İsrail' deki demokrasinin siyasi aktörlerini “Yahudi Partileri” ve “Azınlıkların listesi” şeklinde iki ana kümeye ayırmak mümkündür. Azınlıklar listesinin bir diğer adı, Araplardır. Bu gruba, Müslüman ve Hıristiyanlar girmektedir. Seçmenin çoğunluğunun oy verdiği iki parti vardır: “Sosyal Demokrat İşçi Partisi” ve sağcı “Likud Partisi”. Bu iki büyük partili siyasal yapıya, 1989' da Sovyet Blokunun dağılmasıyla gelen göçmenleri de eklemek gerekir.
İsrail seçim sisteminde; azınlıklar, nispi temsil esası olduğundan parlamentoya (Knesset) girmeleri mümkündür. Parlamentoya girmek için engel, oy barajıdır. 1992 yılında yaplan değişiklikle, baraj oranı yüzde 1' den yüzde 1.5' a çıkarılmıştır. Seçimlerde tüm ülke tek bir seçim bölgesidir. Ölüm veya azledilme durumunda, boşalan koltuğa, giden vekilin bir alt sırasındaki partideki kişi seçilmektedir.

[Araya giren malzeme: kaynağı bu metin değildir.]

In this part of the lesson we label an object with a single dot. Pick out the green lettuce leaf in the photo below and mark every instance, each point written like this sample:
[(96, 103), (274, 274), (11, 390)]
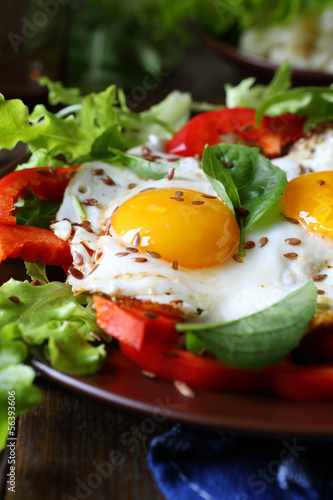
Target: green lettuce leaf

İsrail devletinin kuruluşundan beri, seçimler nispi temsile göre yapılmaktadır. İsrail demokrasisinde, farklı grupların oranlı şekilde temsili için diğer partilerle ortak hareket etmesi mümkündür. Vekil seçilebilmelesi için:

- Bir Yahudi devleti olarak, İsrail devletinin varlığını reddetmemek
- Devletin demokratik niteliğini reddetmemek
- Irkçılığa teşvik etmemeleri gerekmektedir (İsrail Anayasası md. 57)

Bu 3 kuraldan birisine aykırı faaliyet tespiti edilirse, parti seçimlere sokulmamaktadır. Çoğunluğun oyunu alan partiler, hükümet olabilmek için azınlığın oyunu alan küçük partilerle borçludur. Böyle olunca da, birçok kez siyasi şantaj, devamlı kriz gibi tehlikeler bulunmaktadır. 1988 seçimleri sonrası su yüzeyine çıkan siyasi sistemle ilgili yapısal sorunlar iki konu ile belirginleşmiştir:

1- Din – devlet ayrımını sağlayan ve insan haklarına dayalı bir yazılı anayasanın eksikliği
2- Etkin koalisyon hükümetlerinin kurulamayışı

İsrail siyasi partileri, fazlasıyla ideolojik temellere sahip olduğundan ve kişisel sürtüşmeler devamlı olarak yaşanmaktadır. Bu yüzden hiçbir parti tek başına hükümet oluşturamadığından, hükümetler her zaman bir koalisyon hükümeti halindedir. Bu durum sürekli hükümet krizleri yarattığından, çözüm arayışları sonucunda "dönüşümlü başkanlık" adını verdikleri ve Türkiye' de de yankı bulan ilginç bir deneyim yaratmışlardır.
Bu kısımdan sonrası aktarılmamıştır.